The Front-Line Champion

May 22, 2020 The Front-Line Champion

By: Jeff Yoder

Laurent Duvernay-Tardif Went From Super Bowl O-Lineman to A New Front Line

Almost 2,000 players suit up in the NFL each season. Only one is a licensed medical professional. Doctor Laurent Duvernay-Tardif plays right guard for the Super Bowl-winning Kansas City Chiefs. He raised the Lombardi Trophy in early February, set sail for a Caribbean vacation, then returned to his home in Canada to help battle COVID-19. Now, Duvernay-Tardif is protecting citizens, not just Patrick Mahomes. This is his story…

Duvernay-Tardif is not the prototypical football star. Born and raised in Montreal, Quebec, he was just the tenth player in NFL history to be drafted from a Canadian university. The 6-foot-5, 320-pound lineman played football at McGill University while pursuing his medical degree simultaneously. Think about that.

In 2014, the Kansas City Chiefs selected him in the sixth round with the 200th pick. He was a far cry from an immediate impact player in the NFL, and he had to earn his starting role while finishing med school. He was also drafted by Calgary in the CFL Draft (19th overall) but obviously chose the NFL.

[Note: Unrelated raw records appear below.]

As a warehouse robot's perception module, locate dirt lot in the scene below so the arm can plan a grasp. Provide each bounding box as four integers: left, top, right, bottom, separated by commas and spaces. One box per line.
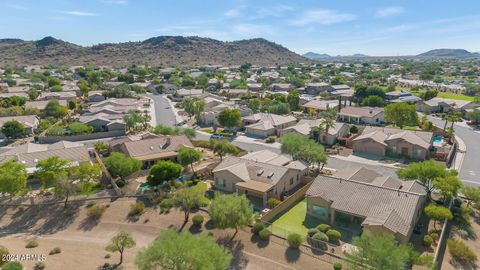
0, 197, 335, 270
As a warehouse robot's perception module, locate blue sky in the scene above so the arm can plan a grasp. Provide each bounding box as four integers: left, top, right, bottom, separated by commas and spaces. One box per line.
1, 0, 479, 56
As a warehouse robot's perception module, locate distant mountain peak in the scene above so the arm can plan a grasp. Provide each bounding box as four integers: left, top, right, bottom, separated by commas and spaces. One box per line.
303, 52, 331, 59
417, 48, 479, 58
35, 36, 65, 47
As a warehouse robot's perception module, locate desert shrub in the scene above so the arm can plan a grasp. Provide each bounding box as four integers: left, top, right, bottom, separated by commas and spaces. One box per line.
429, 232, 439, 243
252, 222, 265, 235
266, 136, 275, 143
25, 240, 38, 248
2, 262, 22, 270
86, 201, 96, 208
447, 238, 477, 264
115, 179, 126, 187
333, 262, 343, 270
87, 205, 106, 219
287, 233, 303, 249
0, 246, 8, 266
267, 198, 280, 208
423, 235, 433, 247
192, 214, 204, 226
129, 201, 145, 216
173, 181, 183, 188
258, 228, 272, 240
33, 262, 45, 270
159, 198, 173, 210
311, 232, 329, 250
316, 224, 331, 233
49, 247, 61, 255
349, 126, 358, 134
307, 228, 319, 237
326, 229, 342, 243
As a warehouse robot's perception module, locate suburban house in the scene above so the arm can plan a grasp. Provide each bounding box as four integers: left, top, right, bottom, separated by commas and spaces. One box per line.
243, 113, 297, 138
270, 83, 294, 92
416, 97, 480, 115
38, 91, 77, 101
78, 113, 126, 132
352, 127, 433, 160
385, 90, 420, 102
86, 98, 149, 115
220, 88, 249, 98
338, 106, 385, 125
174, 88, 204, 99
0, 115, 39, 138
281, 119, 349, 145
304, 82, 331, 95
247, 83, 263, 92
306, 167, 427, 243
113, 135, 193, 168
0, 141, 92, 174
87, 91, 106, 103
301, 100, 339, 113
25, 99, 68, 110
213, 150, 308, 207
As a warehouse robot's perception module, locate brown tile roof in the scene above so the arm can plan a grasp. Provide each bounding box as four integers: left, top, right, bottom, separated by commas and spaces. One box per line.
121, 135, 193, 159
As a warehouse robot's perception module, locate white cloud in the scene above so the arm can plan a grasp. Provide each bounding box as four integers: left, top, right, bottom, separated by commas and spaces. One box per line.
62, 11, 98, 16
225, 9, 241, 18
231, 24, 276, 36
254, 4, 295, 18
289, 9, 356, 26
102, 0, 128, 4
375, 6, 404, 18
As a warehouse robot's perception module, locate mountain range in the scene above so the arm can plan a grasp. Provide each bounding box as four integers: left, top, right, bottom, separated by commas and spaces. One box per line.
303, 49, 480, 60
0, 36, 308, 67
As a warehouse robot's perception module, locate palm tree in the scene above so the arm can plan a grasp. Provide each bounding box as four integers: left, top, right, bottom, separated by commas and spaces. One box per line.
441, 113, 449, 133
313, 122, 326, 143
322, 108, 337, 136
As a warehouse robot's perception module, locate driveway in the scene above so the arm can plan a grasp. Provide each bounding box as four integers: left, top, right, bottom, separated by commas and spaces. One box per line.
146, 94, 178, 126
428, 115, 480, 186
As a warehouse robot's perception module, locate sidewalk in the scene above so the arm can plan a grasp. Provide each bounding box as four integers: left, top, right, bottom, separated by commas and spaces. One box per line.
451, 134, 466, 172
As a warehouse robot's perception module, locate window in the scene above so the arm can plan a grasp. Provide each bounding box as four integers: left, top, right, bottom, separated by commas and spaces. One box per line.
290, 178, 293, 185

In 2015, the Canadian grabbed the Chiefs’ starting role at right guard and played his way through the early years of his rookie contract before earning a five-year, $42 million deal in K.C. In the first year of that contract (2018), he suffered a fractured fibula and missed the entire 2018 run during Patrick Mahomes’ record-breaking MVP season. But luckily, he returned in 2019 at full health for the Super Bowl run.

When he hoisted the Lombardi, he joined an exclusive list of just eight other Canadians to win a Super Bowl. But the celebration period that came next was unlike any other before him.

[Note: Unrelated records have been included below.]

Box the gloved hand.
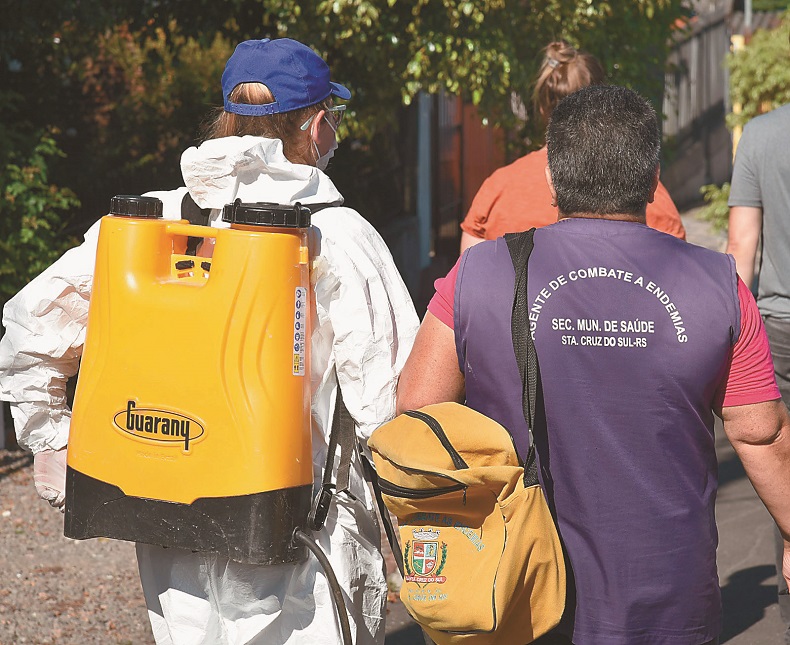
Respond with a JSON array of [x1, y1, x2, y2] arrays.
[[33, 447, 68, 512]]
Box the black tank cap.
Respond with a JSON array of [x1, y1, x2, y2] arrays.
[[221, 200, 311, 228], [110, 195, 163, 219]]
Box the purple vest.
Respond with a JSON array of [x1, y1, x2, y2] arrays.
[[455, 219, 740, 645]]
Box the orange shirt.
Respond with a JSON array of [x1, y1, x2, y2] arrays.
[[461, 146, 686, 240]]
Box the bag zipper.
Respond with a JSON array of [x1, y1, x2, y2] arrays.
[[378, 477, 467, 504], [404, 409, 469, 470]]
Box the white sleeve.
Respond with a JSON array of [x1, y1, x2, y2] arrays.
[[312, 208, 419, 442], [144, 187, 189, 219], [0, 220, 102, 453]]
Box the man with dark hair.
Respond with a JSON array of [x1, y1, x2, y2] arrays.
[[397, 85, 790, 645], [546, 85, 660, 216]]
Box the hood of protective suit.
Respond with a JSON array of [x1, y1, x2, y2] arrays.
[[180, 135, 344, 210]]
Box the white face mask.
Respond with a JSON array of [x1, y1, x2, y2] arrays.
[[313, 116, 338, 171]]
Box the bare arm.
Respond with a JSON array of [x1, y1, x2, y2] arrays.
[[727, 206, 762, 289], [396, 312, 465, 414], [460, 231, 484, 255], [721, 399, 790, 586]]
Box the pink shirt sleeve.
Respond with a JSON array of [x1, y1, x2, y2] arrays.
[[427, 258, 461, 328], [719, 278, 781, 407]]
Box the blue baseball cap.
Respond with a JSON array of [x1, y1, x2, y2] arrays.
[[222, 38, 351, 117]]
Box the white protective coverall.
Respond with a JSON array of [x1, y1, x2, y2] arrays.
[[0, 135, 419, 645]]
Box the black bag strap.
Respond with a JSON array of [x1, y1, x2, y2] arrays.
[[308, 371, 357, 531], [505, 228, 540, 488], [359, 450, 405, 575]]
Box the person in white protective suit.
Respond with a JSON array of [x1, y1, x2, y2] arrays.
[[0, 37, 419, 645]]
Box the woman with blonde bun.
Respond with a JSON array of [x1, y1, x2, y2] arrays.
[[459, 41, 685, 254]]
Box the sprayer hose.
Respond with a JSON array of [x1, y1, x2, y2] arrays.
[[293, 529, 353, 645]]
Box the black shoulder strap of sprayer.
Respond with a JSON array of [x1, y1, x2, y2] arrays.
[[180, 192, 212, 256], [505, 228, 541, 489], [300, 202, 338, 213], [180, 192, 338, 255], [308, 371, 356, 532], [309, 377, 425, 636]]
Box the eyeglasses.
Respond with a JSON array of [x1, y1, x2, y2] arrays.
[[299, 104, 346, 131]]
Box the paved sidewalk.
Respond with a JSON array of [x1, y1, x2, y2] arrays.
[[384, 208, 788, 644]]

“After my team triumphed, I went back to the parade in Kansas City, which is totally inconceivable right now,” Duvernay-Tardif said. “Adding a million people in the streets? Piled up on top of each other? Drinking and cheering in subzero temps? It’s so wild to even think back to then, this time two months ago that feels like another lifetime.” (Sports Illustrated Interview)

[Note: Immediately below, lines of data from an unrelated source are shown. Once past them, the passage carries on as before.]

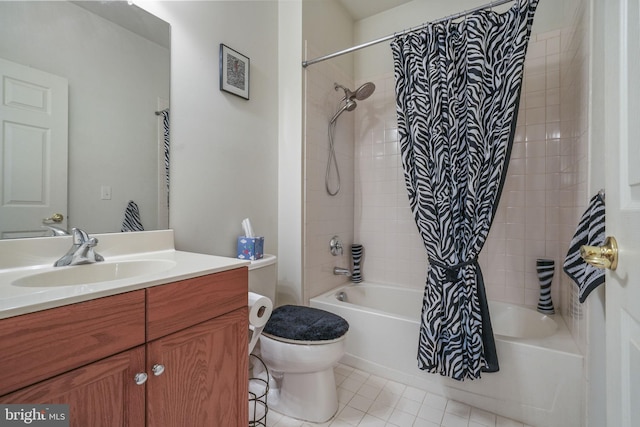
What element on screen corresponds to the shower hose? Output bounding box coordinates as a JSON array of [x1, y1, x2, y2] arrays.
[[325, 118, 340, 196]]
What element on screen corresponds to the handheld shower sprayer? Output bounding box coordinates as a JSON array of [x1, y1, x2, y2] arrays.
[[330, 81, 376, 124], [326, 81, 376, 196], [329, 98, 357, 124]]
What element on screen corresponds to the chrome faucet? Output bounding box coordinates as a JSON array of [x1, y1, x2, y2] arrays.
[[333, 267, 351, 276], [54, 228, 104, 267], [42, 225, 69, 236]]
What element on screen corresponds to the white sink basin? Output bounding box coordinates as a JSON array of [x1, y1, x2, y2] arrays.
[[12, 260, 177, 287]]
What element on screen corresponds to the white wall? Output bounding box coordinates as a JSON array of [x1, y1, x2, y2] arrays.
[[277, 0, 304, 306], [585, 0, 606, 423], [138, 1, 279, 258], [302, 0, 354, 77], [0, 1, 169, 234]]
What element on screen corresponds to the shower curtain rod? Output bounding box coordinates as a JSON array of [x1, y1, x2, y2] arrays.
[[302, 0, 514, 68]]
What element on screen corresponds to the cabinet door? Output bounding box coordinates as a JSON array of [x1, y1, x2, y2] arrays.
[[146, 307, 248, 427], [0, 346, 145, 427]]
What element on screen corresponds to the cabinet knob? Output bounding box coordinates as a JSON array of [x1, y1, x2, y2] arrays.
[[134, 372, 148, 385], [152, 364, 165, 376]]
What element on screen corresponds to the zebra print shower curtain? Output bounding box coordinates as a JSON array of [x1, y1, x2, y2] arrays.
[[160, 109, 170, 208], [391, 0, 538, 380], [160, 109, 170, 192]]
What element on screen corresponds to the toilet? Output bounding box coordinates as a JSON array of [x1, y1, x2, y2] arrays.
[[248, 255, 349, 423]]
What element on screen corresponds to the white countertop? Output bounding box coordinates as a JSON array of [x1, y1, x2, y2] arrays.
[[0, 230, 249, 320]]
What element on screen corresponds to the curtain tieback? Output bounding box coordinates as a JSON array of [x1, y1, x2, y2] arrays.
[[429, 257, 478, 281]]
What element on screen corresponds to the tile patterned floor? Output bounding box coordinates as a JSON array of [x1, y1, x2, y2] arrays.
[[264, 364, 534, 427]]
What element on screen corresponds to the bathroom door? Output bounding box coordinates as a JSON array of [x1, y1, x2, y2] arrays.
[[0, 57, 68, 238], [603, 0, 640, 426]]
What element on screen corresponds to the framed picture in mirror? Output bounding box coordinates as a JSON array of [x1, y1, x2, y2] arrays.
[[219, 44, 249, 100]]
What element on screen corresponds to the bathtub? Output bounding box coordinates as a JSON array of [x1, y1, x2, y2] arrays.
[[310, 283, 583, 427]]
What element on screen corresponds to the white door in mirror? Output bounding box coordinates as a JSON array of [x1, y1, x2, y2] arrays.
[[0, 57, 68, 239]]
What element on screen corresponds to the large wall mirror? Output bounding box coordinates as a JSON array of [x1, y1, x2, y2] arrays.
[[0, 1, 170, 239]]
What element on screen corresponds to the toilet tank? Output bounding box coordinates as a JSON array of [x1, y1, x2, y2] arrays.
[[248, 254, 277, 305]]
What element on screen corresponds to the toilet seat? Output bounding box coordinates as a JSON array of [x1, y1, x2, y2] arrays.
[[263, 305, 349, 345], [261, 331, 346, 345]]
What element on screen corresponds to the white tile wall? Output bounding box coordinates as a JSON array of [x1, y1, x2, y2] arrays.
[[348, 30, 566, 297], [349, 30, 588, 350], [556, 5, 590, 352], [303, 45, 356, 303], [353, 75, 428, 289], [482, 29, 568, 310]]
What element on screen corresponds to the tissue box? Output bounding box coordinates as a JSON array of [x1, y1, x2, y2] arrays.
[[237, 236, 264, 260]]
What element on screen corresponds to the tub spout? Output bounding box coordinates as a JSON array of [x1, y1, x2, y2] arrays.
[[333, 267, 351, 276], [336, 291, 348, 302]]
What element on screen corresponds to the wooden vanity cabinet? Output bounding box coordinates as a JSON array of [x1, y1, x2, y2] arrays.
[[0, 267, 248, 427]]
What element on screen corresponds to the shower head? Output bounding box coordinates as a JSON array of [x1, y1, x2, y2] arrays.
[[334, 82, 376, 101], [329, 98, 357, 124], [353, 82, 375, 100], [329, 81, 376, 125]]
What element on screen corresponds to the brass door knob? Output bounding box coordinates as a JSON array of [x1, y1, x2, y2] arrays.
[[43, 213, 64, 223], [580, 236, 618, 270]]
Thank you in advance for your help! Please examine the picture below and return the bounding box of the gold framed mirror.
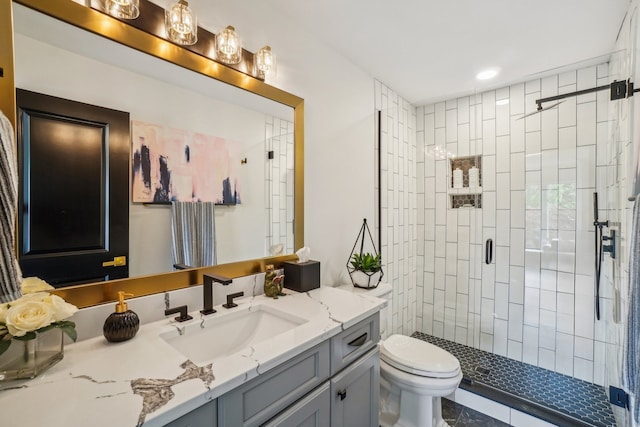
[0,0,304,308]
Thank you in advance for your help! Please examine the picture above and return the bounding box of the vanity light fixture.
[254,45,277,79]
[104,0,140,19]
[215,25,242,64]
[165,0,198,46]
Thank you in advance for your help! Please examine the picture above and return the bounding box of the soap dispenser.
[103,291,140,343]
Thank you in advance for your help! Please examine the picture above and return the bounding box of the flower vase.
[0,328,64,382]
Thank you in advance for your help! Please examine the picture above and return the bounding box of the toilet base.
[380,374,452,427]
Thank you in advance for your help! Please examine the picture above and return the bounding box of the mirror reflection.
[13,3,296,285]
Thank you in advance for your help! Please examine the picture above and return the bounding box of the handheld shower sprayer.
[593,192,616,321]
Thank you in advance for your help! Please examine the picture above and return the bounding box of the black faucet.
[223,292,244,309]
[201,274,233,315]
[165,305,193,322]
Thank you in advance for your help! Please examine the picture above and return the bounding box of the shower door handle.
[485,239,493,264]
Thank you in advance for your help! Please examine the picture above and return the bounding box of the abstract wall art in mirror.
[131,120,243,205]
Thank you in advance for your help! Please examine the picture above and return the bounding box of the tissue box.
[284,260,320,292]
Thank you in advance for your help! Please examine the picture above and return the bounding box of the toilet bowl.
[379,334,462,427]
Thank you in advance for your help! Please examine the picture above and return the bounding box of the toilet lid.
[380,335,461,378]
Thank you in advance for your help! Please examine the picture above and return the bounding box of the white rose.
[5,300,54,337]
[17,292,49,303]
[47,294,78,321]
[21,277,54,295]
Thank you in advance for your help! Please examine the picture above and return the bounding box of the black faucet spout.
[201,274,234,315]
[201,275,217,315]
[209,274,233,286]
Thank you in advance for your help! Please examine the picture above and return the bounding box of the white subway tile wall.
[376,23,633,425]
[412,62,611,384]
[265,116,295,255]
[375,81,417,336]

LDT went back to his home in Montreal for a few weeks of celebrations, media appearances, and much more as the face of Canada for the Super Bowl champs. And after a short Caribbean excursion with his girlfriend, life changed drastically.

“The difference between the moment I left and the moment I came back was so intense,” he said. “I had only wanted to get away, and then I wished I had never left. Everything had stopped.”

LDT knew he was in a situation of privilege, and he wanted to give back. On top of the world after just winning the Super Bowl, he watched medical friends and colleagues shift to a state of emergency, and he knew his offseason was about to look different than expected.

On the first night of the NFL Draft (April 24), he returned to the emergency room in Montreal. A front-line protector for the Super Bowl champs, now a front-line protector in the coronavirus pandemic. Some sports heroes are heroes beyond sports.